Another expanding area in the Department is the Irish Naturalisation and Immigration Service, INIS, which has grown considerably in scale and scope since it was established in 2005. INIS now comprises approximately one third of all staff in the Department of Justice and Equality, processing over 250,000 applications a year. The role of INIS has expanded over recent years to include areas such as border management at Dublin Airport, immigration registrations in the Dublin metropolitan area and the newly-established Irish passenger information unit. INIS has put a service improvement plan in place for the period 2018 to 2020 which, while ambitious in scope, is also realistic. The actions can be delivered within the timeframes set out and a strong programme board has been established to make sure that is the case. Some early reforms have included the introduction of plain language in all INIS application forms, the launch of INIS Online, a new customer portal that will allow all applications and payments to be submitted online by the end of March 2020, and the establishment of a change management unit within INIS to drive innovation and best practice in project and change management.
It is clear to all of us working in the Department that the demands we face in the immigration area are likely to continue to grow over the coming years. Meeting those demands requires that we seek to deliver our services in different ways, and to increase our efficiency, while also improving customer experiences. These objectives are entirely compatible with the overall departmental transformation programme.

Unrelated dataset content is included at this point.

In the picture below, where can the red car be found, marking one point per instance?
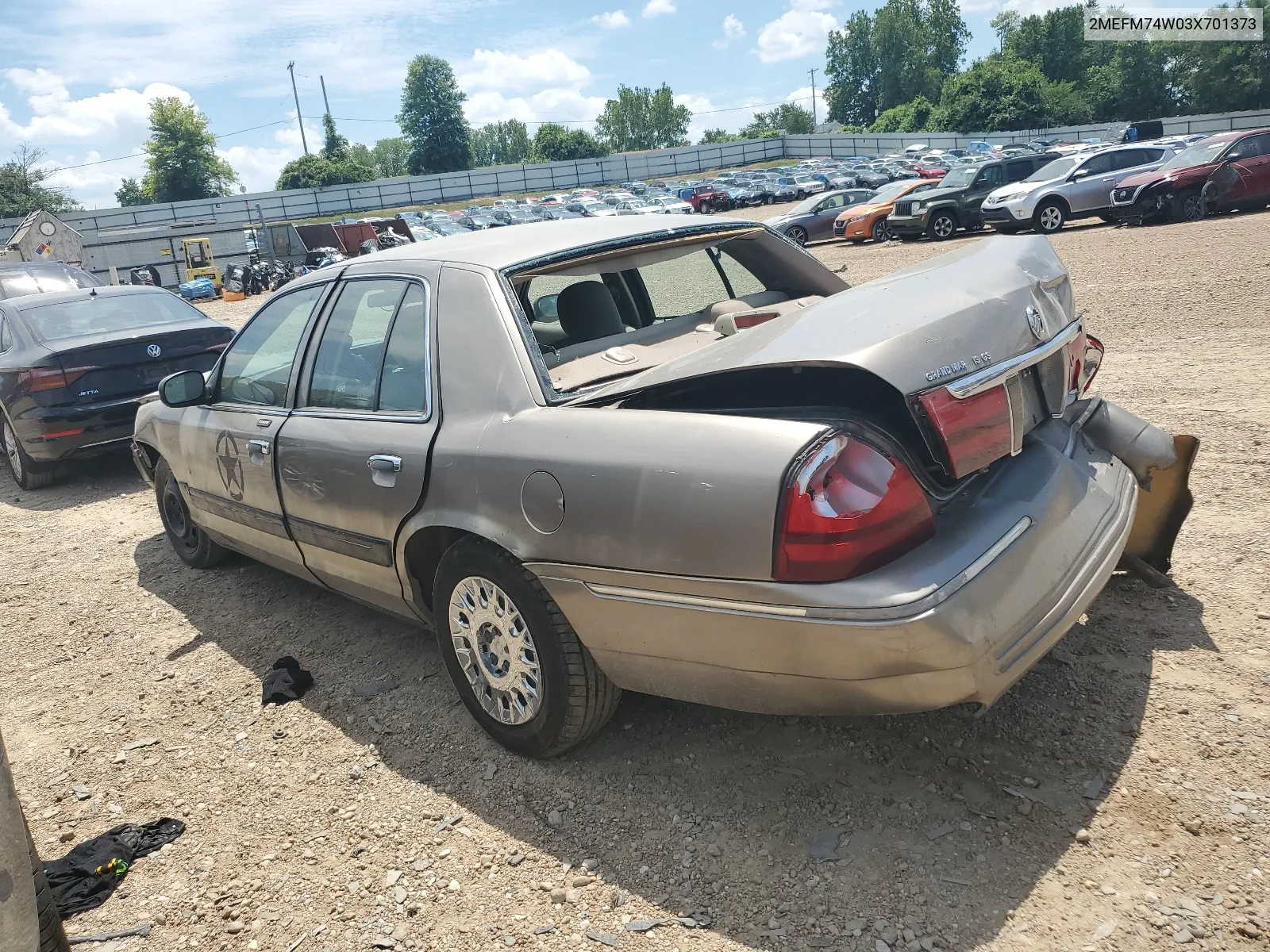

The year under examination, 2017, was of course an important year in the development of a strategic approach to equality. Four major equality strategies were launched that year: the national strategy for women and girls, the national Traveller and Roma inclusion strategy, the national disability inclusion strategy and the migrant integration strategy. These represent a whole-of-Government approach to addressing the needs of diverse groups and to ensuring their equal participation in Irish society. Each strategy was developed and is being implemented with the involvement of the groups that each is designed to serve. This was also the year in which the Irish State formally recognised Travellers as an ethnic minority. This landmark recognition is a key step forward in fostering a society which respects and celebrates diverse identities. In that context, my Department is currently developing a national LGBTI strategy, which will be published later this year.
I note that Brexit has been a significant area of work since the UK referendum and this remains the case. The Department of Justice and Equality shares this agenda with all other Departments and is working within the highly co-ordinated whole-of-Government structures led by the Departments of the Taoiseach and Foreign Affairs and Trade. My colleagues and I will be happy to answer any questions that members have.